Last Updated on 2025-05-30 07:45 by admin
中国国家航天局(CNSA)は2025年5月29日午前1時30分(北京時間)、西昌衛星発射センターから長征3B遥110ロケットで天問2号を打ち上げた。
天問2号は中国初の小惑星サンプルリターンミッションで、地球近傍小惑星469219カモオアレワ(2016 HO3)からサンプルを採取し、2027年末に地球へ帰還する予定である。
カモオアレワは直径数十メートルの地球準衛星で、月の破片である可能性が指摘されている。サンプル回収後、探査機は地球の重力を利用したスイングバイで軌道を変更し、火星と木星の間の主小惑星帯にある彗星311P/PANSTARRSへ向かう。

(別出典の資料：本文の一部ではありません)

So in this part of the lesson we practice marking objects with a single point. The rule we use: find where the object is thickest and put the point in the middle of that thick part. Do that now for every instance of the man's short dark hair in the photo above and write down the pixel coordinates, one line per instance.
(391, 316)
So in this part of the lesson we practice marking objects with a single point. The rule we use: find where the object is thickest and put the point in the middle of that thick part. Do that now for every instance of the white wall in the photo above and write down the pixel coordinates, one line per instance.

この彗星は直径480メートルで、複数の塵の尾を持つ活動的小惑星として知られ、2035年頃に到達予定である。天問2号には分光計、磁力計、レーダー、粒子分析器などの科学機器が搭載されている。
成功すれば中国は日本、アメリカに続く3番目の小惑星サンプルリターンを達成する国となる。
From:
China’s New Space Mission Aims to Uncover Solar System’s Deepest Secrets
【編集部解説】
天問2号が挑む最大の技術的難易度は、カモオアレワの極めて特殊な物理特性にあります。直径40-100メートルという小ささに加え、28分で1回転する高速自転が、サンプル採取を困難にしています。これまでの小惑星探査ミッション(はやぶさ2、OSIRIS-REx)と比較しても、ターゲットとしては最も小さく、最も高速回転する天体です。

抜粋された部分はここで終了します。